The U.S. government may be falling back on the Monroe Doctrine. According to Politico, officials “are proposing to shift the U.S. military posture away from a focus on China, instead prioritizing alleged threats in Latin America and the Caribbean.”
Fakery
Myth-making is no stranger to the politics of change. The U.S. raised the cry of anti-communism after World War II and then switched to the “War on Terrorism” in the post-9/11 era. Now, as the U.S. war machine goes to Venezuela and elsewhere in the region, the agenda is the supposed fight against narco-terrorism, with anti-communism still very much a part of the mix as well.
Current Venezuelan President Nicolás Maduro, object of a $50 million U.S. bounty for his capture, becomes narco-terrorist-in-chief in this narrative. U.S. officials say Venezuela’s government operates a drug cartel called the “Cartel de los Soles.” Pino Arlacchire, former director of the United Nations Office on Drugs and Crime (UNODC) regards that entity as “a creature of Trumpian imagination.” UNODC’s 2025 report declared Venezuela to be “a marginal player in the great theater of international drug trafficking.”

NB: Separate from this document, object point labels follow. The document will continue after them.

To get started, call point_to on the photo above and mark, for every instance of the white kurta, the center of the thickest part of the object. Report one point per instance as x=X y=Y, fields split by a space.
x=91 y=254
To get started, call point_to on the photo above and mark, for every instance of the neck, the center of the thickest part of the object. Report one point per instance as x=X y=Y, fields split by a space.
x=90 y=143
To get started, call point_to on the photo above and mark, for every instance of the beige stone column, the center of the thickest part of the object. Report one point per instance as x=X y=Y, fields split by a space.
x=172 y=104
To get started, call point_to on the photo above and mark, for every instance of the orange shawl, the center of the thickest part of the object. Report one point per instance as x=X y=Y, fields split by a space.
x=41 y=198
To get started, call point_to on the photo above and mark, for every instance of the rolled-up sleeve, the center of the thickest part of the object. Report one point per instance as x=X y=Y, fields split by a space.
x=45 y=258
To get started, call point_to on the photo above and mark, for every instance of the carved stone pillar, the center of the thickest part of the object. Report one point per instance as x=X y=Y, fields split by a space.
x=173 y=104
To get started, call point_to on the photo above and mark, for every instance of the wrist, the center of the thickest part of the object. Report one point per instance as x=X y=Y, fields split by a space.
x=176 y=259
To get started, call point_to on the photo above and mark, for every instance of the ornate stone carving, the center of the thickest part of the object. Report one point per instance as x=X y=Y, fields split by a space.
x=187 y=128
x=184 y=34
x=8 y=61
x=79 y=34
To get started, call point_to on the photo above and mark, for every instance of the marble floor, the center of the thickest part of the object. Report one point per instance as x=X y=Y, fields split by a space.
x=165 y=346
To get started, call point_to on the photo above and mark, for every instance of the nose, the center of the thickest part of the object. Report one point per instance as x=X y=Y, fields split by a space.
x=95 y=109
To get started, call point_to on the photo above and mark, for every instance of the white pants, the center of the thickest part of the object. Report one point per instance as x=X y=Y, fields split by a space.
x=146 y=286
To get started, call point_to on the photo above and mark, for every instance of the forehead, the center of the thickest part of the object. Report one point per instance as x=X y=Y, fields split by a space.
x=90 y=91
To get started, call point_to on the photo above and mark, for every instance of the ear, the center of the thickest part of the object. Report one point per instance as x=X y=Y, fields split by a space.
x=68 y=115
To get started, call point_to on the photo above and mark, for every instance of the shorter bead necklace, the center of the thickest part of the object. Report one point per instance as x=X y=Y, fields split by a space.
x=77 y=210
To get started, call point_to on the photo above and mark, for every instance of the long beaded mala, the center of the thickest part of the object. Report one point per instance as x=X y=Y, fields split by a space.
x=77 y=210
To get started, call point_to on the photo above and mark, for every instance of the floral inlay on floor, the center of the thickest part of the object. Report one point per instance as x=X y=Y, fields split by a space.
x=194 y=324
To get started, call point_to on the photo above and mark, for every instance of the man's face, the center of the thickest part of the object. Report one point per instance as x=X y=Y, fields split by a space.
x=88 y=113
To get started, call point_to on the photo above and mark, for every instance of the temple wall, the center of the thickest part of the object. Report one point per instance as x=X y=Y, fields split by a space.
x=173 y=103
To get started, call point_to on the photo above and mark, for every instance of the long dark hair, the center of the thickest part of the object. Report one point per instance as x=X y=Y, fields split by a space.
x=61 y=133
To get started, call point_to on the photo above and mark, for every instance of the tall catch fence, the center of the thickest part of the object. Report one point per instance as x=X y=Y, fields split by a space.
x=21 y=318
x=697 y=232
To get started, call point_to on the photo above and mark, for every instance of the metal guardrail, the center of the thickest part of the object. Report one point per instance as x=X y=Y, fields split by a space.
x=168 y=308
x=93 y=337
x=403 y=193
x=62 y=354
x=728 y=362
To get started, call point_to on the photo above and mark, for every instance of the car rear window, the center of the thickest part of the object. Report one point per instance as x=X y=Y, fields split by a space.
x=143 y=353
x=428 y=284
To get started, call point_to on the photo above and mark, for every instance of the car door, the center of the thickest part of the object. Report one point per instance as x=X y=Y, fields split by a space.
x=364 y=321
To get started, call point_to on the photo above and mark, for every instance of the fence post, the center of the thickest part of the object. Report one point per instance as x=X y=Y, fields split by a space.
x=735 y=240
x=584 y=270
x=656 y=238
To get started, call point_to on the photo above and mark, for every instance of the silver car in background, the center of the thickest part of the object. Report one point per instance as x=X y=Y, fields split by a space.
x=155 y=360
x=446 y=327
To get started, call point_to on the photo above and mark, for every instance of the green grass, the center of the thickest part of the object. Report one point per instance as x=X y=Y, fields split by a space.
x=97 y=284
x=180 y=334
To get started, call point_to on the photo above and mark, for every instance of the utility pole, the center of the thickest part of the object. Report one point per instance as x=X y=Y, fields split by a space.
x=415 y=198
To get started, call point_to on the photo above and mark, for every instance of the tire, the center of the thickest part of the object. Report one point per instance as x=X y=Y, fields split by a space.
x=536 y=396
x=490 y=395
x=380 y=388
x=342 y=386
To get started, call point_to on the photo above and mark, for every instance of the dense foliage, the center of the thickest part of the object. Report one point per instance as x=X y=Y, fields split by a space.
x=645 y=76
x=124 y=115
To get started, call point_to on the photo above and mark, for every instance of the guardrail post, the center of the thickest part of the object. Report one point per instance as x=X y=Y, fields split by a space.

Most of the cocaine (and methamphetamine) consumed in the United States and Europe flows up the Pacific coast and across Central America. A lot of cocaine goes to Europe in Ecuadorian banana boats. Only five percent of cocaine arriving in the United States passes through Venezuela. The most prominent producing and trafficking countries are Colombia, Peru, and Ecuador, all close U.S. allies at one or another time.
And contradictions
The United States itself is a great facilitator of the current narco-trafficking system. People in the U.S. are by far the world’s champion users of illegal drugs. The United States might have mounted a well-resourced, comprehensive, and effective offensive against drug use and addiction, but did not.
The “war on drugs” announced by President Richard Nixon in 1971 concentrated on inner city users during the Reagan era—the better to oppress ethnic minorities—and, later, on drug-traffickers abroad. Beginning in 2000, U.S. Plan Colombia, the drug war’s crown jewel, represented a militarized U.S. effort costing $10 billion ostensibly to reduce that country’s cocaine production. The U.S. government used Plan Colombia to undermine FARC leftist insurgents.

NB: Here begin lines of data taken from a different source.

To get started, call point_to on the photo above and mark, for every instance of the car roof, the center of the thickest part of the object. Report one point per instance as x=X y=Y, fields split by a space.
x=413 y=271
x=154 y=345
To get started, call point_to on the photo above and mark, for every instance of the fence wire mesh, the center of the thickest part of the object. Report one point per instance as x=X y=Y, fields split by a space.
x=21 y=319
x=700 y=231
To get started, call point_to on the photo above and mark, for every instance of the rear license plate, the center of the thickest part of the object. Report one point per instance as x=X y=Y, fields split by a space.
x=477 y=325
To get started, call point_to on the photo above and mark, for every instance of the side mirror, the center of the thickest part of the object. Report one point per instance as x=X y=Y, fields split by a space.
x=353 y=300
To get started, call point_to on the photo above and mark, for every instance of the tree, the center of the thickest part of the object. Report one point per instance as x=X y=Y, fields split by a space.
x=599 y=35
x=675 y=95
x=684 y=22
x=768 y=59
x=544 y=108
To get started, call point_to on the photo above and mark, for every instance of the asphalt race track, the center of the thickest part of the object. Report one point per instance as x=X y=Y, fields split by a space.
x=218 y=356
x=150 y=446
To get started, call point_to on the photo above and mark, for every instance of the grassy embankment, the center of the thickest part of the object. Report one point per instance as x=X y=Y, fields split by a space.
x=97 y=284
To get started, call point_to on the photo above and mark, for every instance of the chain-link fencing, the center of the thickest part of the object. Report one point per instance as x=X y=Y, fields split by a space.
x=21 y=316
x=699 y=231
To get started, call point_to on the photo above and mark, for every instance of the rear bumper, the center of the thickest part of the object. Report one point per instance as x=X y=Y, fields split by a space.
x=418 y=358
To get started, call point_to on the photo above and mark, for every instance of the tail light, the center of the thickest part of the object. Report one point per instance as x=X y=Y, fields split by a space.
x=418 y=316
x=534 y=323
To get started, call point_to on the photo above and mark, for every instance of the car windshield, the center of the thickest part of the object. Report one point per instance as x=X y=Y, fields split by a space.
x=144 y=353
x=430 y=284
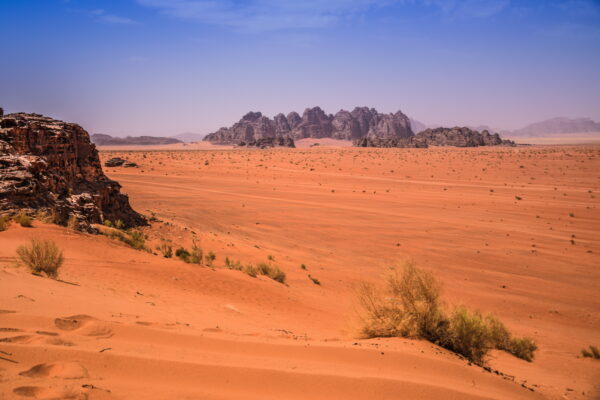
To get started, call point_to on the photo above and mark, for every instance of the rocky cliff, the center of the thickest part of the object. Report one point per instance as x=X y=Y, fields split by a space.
x=49 y=165
x=456 y=137
x=315 y=123
x=461 y=137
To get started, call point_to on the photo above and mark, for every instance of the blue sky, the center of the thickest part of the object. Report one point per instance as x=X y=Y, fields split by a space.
x=162 y=67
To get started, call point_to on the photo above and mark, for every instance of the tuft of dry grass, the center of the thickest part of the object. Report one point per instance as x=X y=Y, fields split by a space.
x=591 y=353
x=410 y=306
x=271 y=271
x=4 y=223
x=41 y=256
x=24 y=220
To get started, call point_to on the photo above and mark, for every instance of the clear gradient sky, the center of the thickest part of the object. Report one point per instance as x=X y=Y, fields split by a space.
x=163 y=67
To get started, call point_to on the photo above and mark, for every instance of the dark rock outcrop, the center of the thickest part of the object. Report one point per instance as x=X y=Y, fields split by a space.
x=49 y=165
x=315 y=123
x=254 y=128
x=119 y=162
x=266 y=143
x=410 y=142
x=102 y=139
x=461 y=137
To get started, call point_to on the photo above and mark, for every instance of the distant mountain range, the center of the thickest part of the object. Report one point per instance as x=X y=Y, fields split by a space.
x=556 y=126
x=549 y=127
x=101 y=139
x=189 y=137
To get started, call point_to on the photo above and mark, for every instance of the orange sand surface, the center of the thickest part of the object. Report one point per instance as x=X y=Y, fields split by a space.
x=513 y=231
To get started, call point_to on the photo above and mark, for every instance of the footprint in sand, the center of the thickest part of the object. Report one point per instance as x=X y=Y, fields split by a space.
x=64 y=370
x=37 y=392
x=36 y=339
x=84 y=325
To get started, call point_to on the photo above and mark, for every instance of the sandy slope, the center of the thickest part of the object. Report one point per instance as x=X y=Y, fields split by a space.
x=181 y=331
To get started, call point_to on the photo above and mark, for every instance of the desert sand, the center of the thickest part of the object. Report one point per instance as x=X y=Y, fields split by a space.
x=513 y=231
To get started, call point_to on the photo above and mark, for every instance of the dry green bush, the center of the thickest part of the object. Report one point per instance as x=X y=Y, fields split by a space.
x=24 y=220
x=73 y=223
x=591 y=353
x=165 y=249
x=41 y=256
x=272 y=271
x=4 y=223
x=410 y=306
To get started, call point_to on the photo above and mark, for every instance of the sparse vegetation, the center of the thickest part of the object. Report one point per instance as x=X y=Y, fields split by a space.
x=24 y=220
x=182 y=254
x=193 y=256
x=209 y=258
x=4 y=223
x=265 y=269
x=41 y=256
x=411 y=307
x=165 y=249
x=591 y=353
x=272 y=271
x=73 y=223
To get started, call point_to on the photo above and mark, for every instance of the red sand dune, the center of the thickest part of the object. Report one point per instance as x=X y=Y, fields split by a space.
x=137 y=325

According to the Harvard International Review in 2024, “[Coca] “plantations are again quickly spreading” in Colombia. The report is damning: “For decades, Latin America has remained a hub for the illicit drug market … and drug production continues to increase”—despite the long U.S. drug war.
Uncomfortable truths
A big portion of the profits from narco-trafficking in the Western Hemisphere remains in the United States, serving as incentive to import more. The vastness of the U.S. drug trade is clear from penalties imposed on U.S. banks caught laundering drug money. There was the $3 billion judgment against TD Bank in 2024, $1.9 billion imposed on HSBC Bank in 2012, and, earlier, $160 million paid by Wachovia-Wells Fargo.

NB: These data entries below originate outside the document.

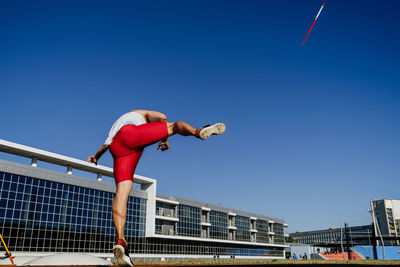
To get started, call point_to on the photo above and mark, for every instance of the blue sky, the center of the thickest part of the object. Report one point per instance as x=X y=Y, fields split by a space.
x=312 y=131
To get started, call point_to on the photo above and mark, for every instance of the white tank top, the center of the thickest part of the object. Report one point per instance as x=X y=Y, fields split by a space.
x=128 y=118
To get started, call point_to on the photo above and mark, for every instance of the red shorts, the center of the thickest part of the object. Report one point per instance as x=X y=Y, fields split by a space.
x=128 y=144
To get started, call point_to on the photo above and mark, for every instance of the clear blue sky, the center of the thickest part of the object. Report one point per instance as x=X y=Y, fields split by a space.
x=312 y=131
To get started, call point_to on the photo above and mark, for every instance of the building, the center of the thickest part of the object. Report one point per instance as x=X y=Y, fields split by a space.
x=386 y=218
x=46 y=211
x=334 y=236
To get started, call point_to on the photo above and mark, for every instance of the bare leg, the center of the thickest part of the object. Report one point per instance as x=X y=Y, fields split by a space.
x=119 y=207
x=180 y=127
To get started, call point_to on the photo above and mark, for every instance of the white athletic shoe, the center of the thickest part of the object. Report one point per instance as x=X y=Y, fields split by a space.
x=120 y=255
x=207 y=131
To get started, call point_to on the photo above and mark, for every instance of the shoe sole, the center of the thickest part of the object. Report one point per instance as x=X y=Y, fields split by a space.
x=218 y=128
x=122 y=259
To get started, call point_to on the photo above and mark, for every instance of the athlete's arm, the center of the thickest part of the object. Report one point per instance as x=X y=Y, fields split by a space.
x=94 y=159
x=155 y=116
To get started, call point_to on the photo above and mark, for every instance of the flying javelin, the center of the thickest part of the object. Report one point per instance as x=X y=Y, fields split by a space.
x=313 y=23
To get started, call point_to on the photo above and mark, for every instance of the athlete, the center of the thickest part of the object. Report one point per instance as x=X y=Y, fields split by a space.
x=128 y=137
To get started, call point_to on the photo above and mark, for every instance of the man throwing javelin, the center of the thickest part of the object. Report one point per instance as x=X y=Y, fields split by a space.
x=128 y=137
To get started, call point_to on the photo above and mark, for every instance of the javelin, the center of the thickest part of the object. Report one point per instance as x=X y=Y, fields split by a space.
x=313 y=23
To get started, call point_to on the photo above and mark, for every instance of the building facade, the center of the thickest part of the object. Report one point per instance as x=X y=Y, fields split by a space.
x=44 y=211
x=386 y=218
x=334 y=236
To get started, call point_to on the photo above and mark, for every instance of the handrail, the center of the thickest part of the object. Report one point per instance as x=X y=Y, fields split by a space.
x=54 y=158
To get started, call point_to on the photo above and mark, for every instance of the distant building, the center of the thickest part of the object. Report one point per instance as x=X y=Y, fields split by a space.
x=332 y=236
x=44 y=211
x=386 y=217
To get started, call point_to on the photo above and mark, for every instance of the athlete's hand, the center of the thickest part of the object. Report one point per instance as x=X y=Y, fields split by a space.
x=92 y=159
x=164 y=145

A convicted trafficker told an interviewer about delivering “billions of dollars worth (sic) of cocaine, heroin, and methamphetamines to their US and Canadian wholesale clients.” He reported that, “Heading south…we just had the money put on tractor trailers and had it driven it across the border. We never lost a dollar.” The total “sent back to Mexico…[over a decade] was probably more than US$3.5 billion.”
Weapons exported from the United States under the eyes of authorities benefit the drug cartels. Of guns confiscated in Mexico and across the Caribbean, 70% and 80% of them, respectively, came from the United States. Activist John Lindsay-Poland asks, “Why would we be arming the very people that we say we are fighting?”